Did you claim your $1.60 Yet?
According to eMarketer, companies are spending $1.60 on online video for every $100 they spend on television. Video ads will account for only 4.3% of overall online ad spending in 2009, but 5.6% next year and 7.1% in 2011. This chart below shows that the spending per hour view is not low, but this is really deceiving… it doesn’t account for the short bursts of online video, and the DVR tune-out of tv ads.
So what you are saying I’d be making somewhere around $200,000 a month if I had the same audience in TV.
Gee, I wonder why they don’t want Hulu on your TV screen…
Funny..I do have Hulu on my TV Screen.
The DVR thing must be really frustrating for TV marketers. Now if they want people to watch their ads they have to actually be interesting.
@3 Yet so many of them still fail to do that. Sad.
@3 The amazing thing is that entertainment executives and marketers are all using DVRs to skip ads, but old habits are hard to break. I get frustrated about things like this moving fast, but I owe my career to being just slightly faster than most. Ever so slightly.
@Jimmer – I do as well. I don’t have any TV service.
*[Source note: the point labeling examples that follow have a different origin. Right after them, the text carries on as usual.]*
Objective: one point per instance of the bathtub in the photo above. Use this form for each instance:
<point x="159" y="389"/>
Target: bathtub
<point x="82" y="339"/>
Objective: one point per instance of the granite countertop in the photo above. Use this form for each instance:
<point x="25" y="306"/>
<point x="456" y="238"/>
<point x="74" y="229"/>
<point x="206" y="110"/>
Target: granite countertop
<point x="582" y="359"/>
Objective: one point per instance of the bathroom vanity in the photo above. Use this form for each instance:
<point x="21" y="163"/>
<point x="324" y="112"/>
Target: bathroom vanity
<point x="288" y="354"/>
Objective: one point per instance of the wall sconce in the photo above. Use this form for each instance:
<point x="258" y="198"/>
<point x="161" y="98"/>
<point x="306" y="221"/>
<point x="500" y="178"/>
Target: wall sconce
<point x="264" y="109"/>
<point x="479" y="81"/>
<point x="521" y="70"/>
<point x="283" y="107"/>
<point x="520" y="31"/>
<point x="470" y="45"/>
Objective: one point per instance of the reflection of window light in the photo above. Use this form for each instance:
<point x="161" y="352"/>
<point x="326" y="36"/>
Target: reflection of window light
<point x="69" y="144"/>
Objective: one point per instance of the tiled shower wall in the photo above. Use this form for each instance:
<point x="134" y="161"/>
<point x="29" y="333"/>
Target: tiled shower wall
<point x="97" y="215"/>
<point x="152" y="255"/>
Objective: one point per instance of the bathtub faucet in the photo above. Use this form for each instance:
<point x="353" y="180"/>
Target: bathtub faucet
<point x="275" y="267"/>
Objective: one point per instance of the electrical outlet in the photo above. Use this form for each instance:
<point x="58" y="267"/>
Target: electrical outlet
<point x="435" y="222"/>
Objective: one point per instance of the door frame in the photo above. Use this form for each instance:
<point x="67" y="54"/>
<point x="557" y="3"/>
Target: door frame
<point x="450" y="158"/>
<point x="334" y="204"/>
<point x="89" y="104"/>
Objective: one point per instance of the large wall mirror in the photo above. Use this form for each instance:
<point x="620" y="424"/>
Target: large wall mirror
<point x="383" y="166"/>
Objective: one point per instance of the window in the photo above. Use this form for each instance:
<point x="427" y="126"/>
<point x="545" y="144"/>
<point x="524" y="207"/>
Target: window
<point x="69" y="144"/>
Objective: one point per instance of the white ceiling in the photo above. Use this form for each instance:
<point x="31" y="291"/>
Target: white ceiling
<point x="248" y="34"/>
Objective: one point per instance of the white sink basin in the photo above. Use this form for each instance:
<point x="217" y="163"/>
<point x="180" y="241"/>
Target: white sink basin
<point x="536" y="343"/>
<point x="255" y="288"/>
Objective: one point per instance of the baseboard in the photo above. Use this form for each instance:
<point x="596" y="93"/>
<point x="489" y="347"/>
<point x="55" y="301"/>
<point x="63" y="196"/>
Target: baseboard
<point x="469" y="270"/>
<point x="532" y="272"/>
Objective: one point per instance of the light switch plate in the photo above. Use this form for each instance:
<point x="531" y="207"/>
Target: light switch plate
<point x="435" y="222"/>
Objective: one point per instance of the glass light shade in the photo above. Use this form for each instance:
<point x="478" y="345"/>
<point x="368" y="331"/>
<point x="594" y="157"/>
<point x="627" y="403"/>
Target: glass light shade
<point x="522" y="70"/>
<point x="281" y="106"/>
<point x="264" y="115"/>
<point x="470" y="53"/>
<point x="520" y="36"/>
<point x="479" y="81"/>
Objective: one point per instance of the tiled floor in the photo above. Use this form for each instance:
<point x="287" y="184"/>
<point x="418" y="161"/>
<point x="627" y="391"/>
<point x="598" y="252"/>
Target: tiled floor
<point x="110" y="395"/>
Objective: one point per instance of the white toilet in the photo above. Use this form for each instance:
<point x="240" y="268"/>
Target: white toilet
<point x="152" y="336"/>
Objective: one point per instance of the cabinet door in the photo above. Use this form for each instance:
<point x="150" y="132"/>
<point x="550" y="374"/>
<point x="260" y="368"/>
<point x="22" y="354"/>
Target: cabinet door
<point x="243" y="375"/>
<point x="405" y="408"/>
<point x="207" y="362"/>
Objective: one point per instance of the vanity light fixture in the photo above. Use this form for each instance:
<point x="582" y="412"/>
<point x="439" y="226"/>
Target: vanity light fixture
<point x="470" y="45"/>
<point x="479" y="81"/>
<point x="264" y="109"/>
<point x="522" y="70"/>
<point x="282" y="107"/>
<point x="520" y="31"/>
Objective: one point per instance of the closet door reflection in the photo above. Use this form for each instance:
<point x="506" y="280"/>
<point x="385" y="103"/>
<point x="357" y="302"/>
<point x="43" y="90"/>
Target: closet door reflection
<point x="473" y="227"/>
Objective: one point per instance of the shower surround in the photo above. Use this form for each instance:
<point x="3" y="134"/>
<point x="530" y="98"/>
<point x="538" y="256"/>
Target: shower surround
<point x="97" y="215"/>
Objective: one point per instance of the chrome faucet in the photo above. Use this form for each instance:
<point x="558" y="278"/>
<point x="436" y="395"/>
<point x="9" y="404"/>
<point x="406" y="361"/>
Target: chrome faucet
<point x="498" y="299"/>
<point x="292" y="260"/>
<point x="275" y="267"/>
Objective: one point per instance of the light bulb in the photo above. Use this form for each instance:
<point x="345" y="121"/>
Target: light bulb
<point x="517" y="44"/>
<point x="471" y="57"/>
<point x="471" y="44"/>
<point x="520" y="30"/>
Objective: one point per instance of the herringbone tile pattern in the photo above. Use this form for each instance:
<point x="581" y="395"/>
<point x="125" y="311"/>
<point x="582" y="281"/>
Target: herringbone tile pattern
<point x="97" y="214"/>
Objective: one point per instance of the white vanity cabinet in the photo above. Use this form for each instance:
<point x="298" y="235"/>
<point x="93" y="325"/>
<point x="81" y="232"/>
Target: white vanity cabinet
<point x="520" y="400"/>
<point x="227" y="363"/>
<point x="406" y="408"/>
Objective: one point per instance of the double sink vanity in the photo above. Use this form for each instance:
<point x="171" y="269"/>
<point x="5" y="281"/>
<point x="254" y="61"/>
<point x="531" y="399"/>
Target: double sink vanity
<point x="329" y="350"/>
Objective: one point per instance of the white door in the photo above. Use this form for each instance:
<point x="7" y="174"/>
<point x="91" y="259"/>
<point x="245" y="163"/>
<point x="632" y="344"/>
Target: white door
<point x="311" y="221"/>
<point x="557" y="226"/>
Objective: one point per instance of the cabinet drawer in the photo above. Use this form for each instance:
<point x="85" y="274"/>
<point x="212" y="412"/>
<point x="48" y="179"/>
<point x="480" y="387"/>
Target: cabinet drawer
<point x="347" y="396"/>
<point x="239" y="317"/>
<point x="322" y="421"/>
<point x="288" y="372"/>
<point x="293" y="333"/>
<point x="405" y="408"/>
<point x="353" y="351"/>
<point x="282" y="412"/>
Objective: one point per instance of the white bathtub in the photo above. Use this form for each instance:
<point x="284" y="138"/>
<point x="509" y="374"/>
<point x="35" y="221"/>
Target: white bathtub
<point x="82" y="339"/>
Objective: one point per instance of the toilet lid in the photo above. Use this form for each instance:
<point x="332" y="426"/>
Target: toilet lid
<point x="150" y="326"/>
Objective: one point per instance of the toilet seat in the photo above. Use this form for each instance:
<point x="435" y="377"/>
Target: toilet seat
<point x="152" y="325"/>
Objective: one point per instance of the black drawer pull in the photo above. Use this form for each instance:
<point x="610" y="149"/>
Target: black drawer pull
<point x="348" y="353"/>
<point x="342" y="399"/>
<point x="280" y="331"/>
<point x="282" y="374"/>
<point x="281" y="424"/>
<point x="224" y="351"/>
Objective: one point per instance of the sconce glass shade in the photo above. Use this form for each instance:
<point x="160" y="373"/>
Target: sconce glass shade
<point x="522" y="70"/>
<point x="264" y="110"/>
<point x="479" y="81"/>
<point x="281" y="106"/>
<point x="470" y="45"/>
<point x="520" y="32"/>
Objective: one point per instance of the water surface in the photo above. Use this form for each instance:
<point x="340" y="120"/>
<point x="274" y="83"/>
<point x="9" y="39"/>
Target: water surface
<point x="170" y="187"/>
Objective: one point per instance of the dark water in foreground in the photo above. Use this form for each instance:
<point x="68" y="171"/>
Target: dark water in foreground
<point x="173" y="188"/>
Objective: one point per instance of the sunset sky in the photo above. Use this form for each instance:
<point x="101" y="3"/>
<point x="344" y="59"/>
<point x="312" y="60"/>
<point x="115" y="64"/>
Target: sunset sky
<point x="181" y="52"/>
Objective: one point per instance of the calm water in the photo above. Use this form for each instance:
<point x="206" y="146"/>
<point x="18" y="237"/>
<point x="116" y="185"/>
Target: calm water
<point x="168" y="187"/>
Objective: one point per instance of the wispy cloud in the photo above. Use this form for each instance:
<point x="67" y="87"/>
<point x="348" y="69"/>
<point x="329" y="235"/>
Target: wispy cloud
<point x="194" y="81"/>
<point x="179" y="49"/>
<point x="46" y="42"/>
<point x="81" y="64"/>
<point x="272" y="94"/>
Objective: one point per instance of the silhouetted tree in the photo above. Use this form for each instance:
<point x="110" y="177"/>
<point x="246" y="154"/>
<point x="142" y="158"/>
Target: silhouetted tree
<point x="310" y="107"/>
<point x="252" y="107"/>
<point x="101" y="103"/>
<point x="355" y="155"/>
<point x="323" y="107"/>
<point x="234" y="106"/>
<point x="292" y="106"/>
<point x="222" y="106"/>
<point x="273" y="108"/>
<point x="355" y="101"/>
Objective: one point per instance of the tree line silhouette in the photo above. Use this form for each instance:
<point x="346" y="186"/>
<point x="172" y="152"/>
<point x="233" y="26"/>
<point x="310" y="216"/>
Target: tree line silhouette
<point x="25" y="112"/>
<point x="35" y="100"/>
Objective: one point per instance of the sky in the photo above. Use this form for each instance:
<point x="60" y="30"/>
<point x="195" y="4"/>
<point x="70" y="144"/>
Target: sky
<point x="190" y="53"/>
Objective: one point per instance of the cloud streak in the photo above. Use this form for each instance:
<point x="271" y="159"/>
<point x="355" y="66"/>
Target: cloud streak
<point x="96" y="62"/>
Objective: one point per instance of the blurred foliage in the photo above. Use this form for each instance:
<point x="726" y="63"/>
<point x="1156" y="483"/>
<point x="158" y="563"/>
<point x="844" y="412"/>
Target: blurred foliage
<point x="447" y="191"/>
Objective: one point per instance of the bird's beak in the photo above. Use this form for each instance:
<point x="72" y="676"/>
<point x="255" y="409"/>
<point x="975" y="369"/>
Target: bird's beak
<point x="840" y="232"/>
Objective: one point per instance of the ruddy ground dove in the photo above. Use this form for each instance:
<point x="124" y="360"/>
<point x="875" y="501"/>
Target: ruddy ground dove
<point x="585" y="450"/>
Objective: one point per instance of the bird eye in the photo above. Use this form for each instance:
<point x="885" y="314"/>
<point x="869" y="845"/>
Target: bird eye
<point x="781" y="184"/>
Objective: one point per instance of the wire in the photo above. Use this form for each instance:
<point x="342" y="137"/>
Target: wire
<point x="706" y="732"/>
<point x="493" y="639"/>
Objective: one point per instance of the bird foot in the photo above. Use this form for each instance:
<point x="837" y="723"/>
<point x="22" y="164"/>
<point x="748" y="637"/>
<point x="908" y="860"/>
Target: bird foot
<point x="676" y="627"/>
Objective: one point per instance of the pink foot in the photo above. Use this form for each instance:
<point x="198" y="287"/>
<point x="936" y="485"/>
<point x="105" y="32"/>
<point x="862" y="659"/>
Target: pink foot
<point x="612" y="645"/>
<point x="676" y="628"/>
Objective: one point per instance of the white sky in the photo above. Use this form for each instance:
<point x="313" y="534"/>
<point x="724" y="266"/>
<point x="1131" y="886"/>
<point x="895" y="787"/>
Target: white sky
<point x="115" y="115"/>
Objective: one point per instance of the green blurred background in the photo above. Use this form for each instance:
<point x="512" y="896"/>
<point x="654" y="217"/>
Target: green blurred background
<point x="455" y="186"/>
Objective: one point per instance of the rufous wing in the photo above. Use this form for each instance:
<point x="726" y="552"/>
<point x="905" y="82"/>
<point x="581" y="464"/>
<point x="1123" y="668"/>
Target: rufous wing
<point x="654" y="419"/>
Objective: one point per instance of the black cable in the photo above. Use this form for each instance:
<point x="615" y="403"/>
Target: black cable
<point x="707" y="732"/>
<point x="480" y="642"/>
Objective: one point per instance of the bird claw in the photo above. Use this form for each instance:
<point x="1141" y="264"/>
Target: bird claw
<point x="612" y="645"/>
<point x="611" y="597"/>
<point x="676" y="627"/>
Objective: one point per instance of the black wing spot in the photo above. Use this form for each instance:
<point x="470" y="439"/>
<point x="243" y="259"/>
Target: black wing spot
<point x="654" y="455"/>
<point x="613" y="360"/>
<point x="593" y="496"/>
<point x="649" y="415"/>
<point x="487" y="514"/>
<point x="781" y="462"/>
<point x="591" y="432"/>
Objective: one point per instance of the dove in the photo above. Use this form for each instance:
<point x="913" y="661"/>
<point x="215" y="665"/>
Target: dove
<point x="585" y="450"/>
@Alexis, Matt, and Nalts – The DVR will be entirely obsolete in a few years, when everything is on-demand. And at that point, you’ll either pay for it or get Hulu-style ads. And that will be awesome.
Tivo solved the commercial skipping
http://www.businessinsider.com/2008/11/tivo-ad-skipping-problem-solved
@6 If you’re tech savvy enough and don’t mind waiting a half day or so you can download just about any show you want to watch nowadays.